The Updater runs way before Android OS starts up, heck even before the Linux Kernel. The SDK doesn't emulate any hardware so it can't emulate the Updater.

DAMN YOU HUAWEI!!!

(Can't we ask them how they sign it? It's worth a shot surely?)

Edited July 2, 2010 by DanWilson

[Guest Speckles]

Considering they won't even give us the "should be public" Kernel source code, I very much doubt they are going to tell us how to sign update binaries, and even if they did, we'd still need there private key which is even less likely.

There might still be a way around it however, given time.

[Guest TheBrownBottle]

Considering they won't even give us the "should be public" Kernel source code, I very much doubt they are going to tell us how to sign update binaries, and even if they did, we'd still need there private key which is even less likely.

There might still be a way around it however, given time.
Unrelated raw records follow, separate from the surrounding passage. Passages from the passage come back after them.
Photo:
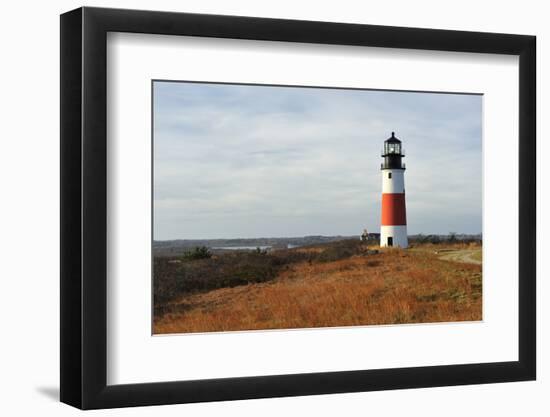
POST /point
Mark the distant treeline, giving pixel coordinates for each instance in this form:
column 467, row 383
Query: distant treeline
column 449, row 238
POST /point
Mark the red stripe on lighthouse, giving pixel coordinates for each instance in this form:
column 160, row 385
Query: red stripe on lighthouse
column 393, row 210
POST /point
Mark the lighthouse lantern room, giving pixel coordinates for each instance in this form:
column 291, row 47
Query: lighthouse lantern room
column 393, row 229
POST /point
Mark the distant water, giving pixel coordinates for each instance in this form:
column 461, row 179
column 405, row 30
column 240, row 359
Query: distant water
column 262, row 247
column 241, row 247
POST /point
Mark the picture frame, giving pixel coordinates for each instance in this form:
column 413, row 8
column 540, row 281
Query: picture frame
column 83, row 312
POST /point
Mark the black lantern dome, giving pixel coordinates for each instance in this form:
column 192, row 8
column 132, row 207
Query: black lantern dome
column 392, row 153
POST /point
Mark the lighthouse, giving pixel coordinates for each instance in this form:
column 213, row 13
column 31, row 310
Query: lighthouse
column 393, row 229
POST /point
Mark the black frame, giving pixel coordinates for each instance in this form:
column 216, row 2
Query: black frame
column 83, row 207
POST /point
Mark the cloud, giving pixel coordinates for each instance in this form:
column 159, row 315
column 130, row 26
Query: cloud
column 251, row 161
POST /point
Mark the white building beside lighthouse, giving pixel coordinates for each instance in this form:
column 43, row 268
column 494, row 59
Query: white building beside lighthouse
column 393, row 228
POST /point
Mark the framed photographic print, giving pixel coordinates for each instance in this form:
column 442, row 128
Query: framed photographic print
column 259, row 207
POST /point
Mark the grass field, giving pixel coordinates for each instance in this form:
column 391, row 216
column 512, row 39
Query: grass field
column 337, row 284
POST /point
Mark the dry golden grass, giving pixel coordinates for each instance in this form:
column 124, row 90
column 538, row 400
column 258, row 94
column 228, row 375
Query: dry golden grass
column 394, row 286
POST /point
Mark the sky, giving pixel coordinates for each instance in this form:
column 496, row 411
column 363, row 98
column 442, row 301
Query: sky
column 247, row 161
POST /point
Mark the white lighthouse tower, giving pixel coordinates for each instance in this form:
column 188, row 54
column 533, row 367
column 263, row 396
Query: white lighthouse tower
column 393, row 229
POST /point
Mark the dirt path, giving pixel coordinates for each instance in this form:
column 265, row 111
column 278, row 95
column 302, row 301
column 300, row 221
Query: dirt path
column 461, row 255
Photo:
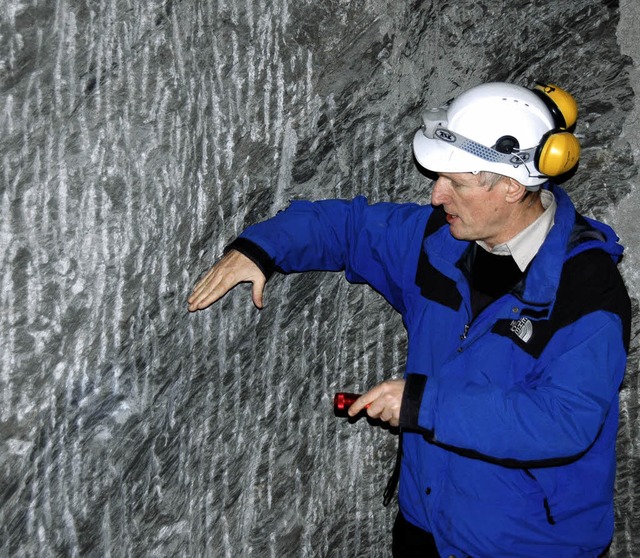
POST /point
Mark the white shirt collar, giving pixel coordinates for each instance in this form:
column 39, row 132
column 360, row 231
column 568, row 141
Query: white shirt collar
column 525, row 245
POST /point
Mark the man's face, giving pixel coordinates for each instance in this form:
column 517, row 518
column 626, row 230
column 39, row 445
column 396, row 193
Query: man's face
column 474, row 210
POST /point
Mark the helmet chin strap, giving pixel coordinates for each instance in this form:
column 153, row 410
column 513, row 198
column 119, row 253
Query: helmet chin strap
column 434, row 126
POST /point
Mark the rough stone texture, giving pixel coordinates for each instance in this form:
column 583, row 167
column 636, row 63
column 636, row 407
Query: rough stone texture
column 136, row 140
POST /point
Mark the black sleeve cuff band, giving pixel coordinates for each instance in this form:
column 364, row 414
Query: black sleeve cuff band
column 411, row 400
column 255, row 253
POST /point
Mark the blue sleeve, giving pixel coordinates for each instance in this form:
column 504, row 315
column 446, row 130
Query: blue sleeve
column 372, row 244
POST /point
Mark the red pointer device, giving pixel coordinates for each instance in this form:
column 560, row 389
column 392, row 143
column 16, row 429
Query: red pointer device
column 342, row 401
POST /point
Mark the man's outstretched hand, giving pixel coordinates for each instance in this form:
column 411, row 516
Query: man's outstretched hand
column 233, row 268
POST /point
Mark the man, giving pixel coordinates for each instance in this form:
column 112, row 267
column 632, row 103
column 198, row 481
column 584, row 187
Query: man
column 518, row 328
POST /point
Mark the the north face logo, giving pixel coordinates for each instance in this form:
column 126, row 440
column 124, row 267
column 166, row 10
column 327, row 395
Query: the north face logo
column 523, row 328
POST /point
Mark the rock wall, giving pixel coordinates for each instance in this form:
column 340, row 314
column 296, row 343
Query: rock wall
column 136, row 140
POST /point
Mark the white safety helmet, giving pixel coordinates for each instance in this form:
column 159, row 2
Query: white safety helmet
column 502, row 128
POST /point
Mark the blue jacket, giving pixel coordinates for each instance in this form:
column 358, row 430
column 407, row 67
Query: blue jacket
column 509, row 419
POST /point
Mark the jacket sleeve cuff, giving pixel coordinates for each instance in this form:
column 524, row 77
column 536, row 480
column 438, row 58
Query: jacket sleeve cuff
column 255, row 253
column 411, row 400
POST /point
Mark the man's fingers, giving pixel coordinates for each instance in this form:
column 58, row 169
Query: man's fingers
column 383, row 402
column 232, row 269
column 257, row 291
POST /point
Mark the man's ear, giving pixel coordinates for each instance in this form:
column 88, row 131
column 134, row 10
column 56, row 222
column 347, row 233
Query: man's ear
column 515, row 191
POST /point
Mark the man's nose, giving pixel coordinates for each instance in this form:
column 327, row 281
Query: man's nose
column 439, row 192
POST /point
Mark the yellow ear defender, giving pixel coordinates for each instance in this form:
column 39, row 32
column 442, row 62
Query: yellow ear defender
column 559, row 149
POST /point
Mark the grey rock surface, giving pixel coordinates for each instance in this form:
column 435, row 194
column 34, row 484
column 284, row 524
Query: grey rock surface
column 136, row 140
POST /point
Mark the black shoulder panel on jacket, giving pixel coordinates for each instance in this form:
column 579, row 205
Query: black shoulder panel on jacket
column 590, row 281
column 433, row 284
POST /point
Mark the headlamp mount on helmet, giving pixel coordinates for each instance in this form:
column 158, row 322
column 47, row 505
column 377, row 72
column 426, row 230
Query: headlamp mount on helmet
column 506, row 150
column 503, row 128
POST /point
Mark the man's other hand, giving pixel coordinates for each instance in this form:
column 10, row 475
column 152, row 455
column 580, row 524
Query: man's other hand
column 383, row 402
column 233, row 268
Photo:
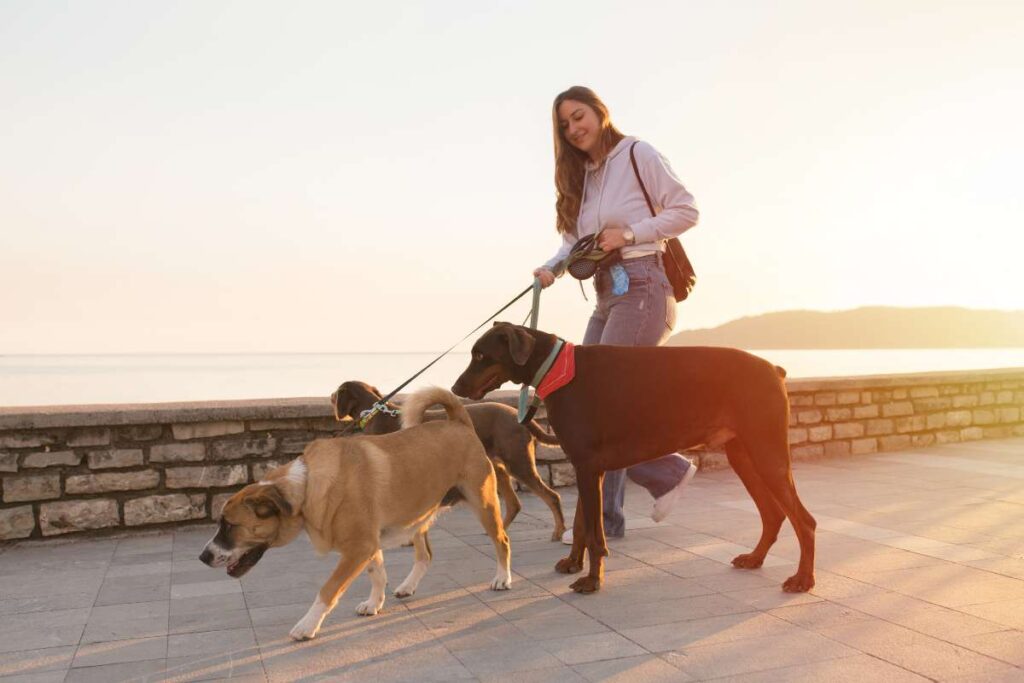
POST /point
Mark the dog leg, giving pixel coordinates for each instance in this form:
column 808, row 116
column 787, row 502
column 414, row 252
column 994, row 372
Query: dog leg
column 573, row 562
column 421, row 547
column 776, row 472
column 589, row 485
column 378, row 580
column 507, row 493
column 771, row 515
column 346, row 571
column 531, row 479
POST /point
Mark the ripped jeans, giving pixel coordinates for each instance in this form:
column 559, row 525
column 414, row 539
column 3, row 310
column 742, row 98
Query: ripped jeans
column 642, row 316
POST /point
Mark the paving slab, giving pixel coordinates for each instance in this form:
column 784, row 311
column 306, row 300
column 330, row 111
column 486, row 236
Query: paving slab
column 920, row 577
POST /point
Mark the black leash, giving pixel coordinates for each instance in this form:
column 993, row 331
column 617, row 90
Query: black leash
column 359, row 425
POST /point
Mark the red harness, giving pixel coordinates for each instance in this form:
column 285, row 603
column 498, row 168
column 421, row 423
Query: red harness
column 561, row 373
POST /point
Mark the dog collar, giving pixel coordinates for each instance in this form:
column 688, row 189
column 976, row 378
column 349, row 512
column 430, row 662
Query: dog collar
column 528, row 408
Is the November 2009 download in the link not the kernal source code? I downloaded it once and that was the impression I got. I may be wrong though. :lol:

http://support.t-mobile.co.uk/help-and-sup...FTWAREDOWNLOADS

[Guest ZeBadger]

Is the November 2009 download in the link not the kernal source code? I downloaded it once and that was the impression I got. I may be wrong though. :lol:

http://support.t-mobile.co.uk/help-and-sup...FTWAREDOWNLOADS

I think the stuff they offer is just their modifications that they have made to the android OS. Unfortunately this wont be of any use for re-assembling the UPDATA.APP

[Guest TheBrownBottle]

I think the stuff they offer is just their modifications that they have made to the android OS. Unfortunately this wont be of any use for re-assembling the UPDATA.APP

Shame! Good luck with this. It'll be a massive achievement if you crack it.